Par rapport à l’influence des caractéristiques scolaires sur les résultats aux tâches d’insight, les analyses effectuées ne peuvent être interprétées étant donné le très petit nombre de sujets dans les différentes catégories. Nous n’avons donc pas pu comparer les enfants sur leurs caractéristiques scolaires.
Enfin, nous avons supposé que la phase d’incubation permettait une meilleure réussite aux tâches d’insight. Toutefois, les résultats obtenus ne permettent pas de confirmer cette hypothèse.

Notre recherche empirique nous a donc permis de répondre aux deux questions problèmes.
Notre première question étant de savoir si les enfants surdoués se différencient des enfants intellectuellement dans la norme au niveau de la créativité mesurée par des tâches d’insight. Ces deux échantillons n’ont pas des résultats significativement différents, cependant, comme nous l’expliquons ci-dessus, le lien entre QI et créativité est particulier et diffère en fonction du fait d’être surdoué ou non.
La seconde question tentait de cerner les éléments qui peuvent expliquer les résultats obtenus aux tâches d’insight. Nous avons vu que le QI, le type de tâche et l’âge ont une influence sur les résultats aux tâches d’insight, donc sur la créativité.

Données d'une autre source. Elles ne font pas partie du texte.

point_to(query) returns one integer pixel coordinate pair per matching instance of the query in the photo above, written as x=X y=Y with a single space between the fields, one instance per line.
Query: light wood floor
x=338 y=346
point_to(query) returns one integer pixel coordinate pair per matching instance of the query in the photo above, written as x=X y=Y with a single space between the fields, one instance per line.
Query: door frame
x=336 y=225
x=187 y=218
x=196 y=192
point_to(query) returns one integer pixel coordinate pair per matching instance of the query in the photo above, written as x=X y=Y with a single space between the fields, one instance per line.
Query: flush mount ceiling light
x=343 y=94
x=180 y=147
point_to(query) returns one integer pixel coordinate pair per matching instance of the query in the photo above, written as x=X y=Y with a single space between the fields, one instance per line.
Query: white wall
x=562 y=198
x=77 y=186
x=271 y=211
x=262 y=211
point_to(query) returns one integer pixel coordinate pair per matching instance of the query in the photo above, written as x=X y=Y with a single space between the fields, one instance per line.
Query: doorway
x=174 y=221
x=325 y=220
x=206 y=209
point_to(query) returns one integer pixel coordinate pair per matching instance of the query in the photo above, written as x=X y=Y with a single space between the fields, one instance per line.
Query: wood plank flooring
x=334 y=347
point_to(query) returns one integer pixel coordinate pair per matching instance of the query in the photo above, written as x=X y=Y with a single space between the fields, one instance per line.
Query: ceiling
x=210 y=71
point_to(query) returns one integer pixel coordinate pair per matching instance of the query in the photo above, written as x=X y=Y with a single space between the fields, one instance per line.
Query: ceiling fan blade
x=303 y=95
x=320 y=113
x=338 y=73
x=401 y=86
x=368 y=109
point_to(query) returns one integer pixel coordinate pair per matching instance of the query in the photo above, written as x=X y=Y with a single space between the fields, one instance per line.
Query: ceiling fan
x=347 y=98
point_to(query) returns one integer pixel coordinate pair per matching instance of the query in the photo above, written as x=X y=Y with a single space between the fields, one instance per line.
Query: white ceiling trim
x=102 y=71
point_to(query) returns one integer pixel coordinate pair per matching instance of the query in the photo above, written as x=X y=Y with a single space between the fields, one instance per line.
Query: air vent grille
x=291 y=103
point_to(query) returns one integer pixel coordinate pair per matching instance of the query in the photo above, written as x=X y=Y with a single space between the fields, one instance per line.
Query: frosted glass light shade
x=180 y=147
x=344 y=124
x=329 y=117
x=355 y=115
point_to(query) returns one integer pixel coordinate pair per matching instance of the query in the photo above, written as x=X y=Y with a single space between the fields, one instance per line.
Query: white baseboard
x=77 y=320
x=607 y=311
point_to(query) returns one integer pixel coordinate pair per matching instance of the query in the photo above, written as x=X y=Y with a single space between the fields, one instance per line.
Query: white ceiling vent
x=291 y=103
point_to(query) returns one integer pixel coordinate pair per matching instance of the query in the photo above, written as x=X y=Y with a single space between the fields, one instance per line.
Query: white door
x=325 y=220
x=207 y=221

Il nous parait important de garder à l’esprit certaines limites qui ont pu biaiser les résultats obtenus. Particulièrement, nous nous sommes rendus compte, au fur et à mesure de notre avancement, que la créativité est un concept complexe à appréhender. L’insight ne permet qu’une évaluation partielle de la créativité: il mesure le potentiel créatif. D’autres éléments sont donc nécessaires pour une mesure complète et globale de la créativité, comme nous l’expliquons ci-dessous.

Cette étude nous a permis de contredire la croyance qui suppose que les enfants surdoués sont tous créatifs. D’autres facteurs que l’intelligence entrent en jeu dans la capacité créative, la personnalité et l’environnement jouent également un rôle important. Il serait donc intéressant de répliquer cette étude en y ajoutant des mesures de personnalité et environnementales de manière à étudier leur rôle dans la créativité (évaluée à l’aide de tâches d’insight).

La créativité et l’intelligence constituent un sujet de débat dans le milieu scientifique. Nous avons tenté de mieux cerner ces concepts et de mieux comprendre leurs interactions.
Nous espérons avoir permis une meilleure compréhension des enfants surdoués et de leur créativité. Nous espérons également avoir donné l’envie de faire des recherches dans ce domaine, de manière à permettre une meilleure intégration de ces enfants si différents dans notre société et dans le système scolaire actuel.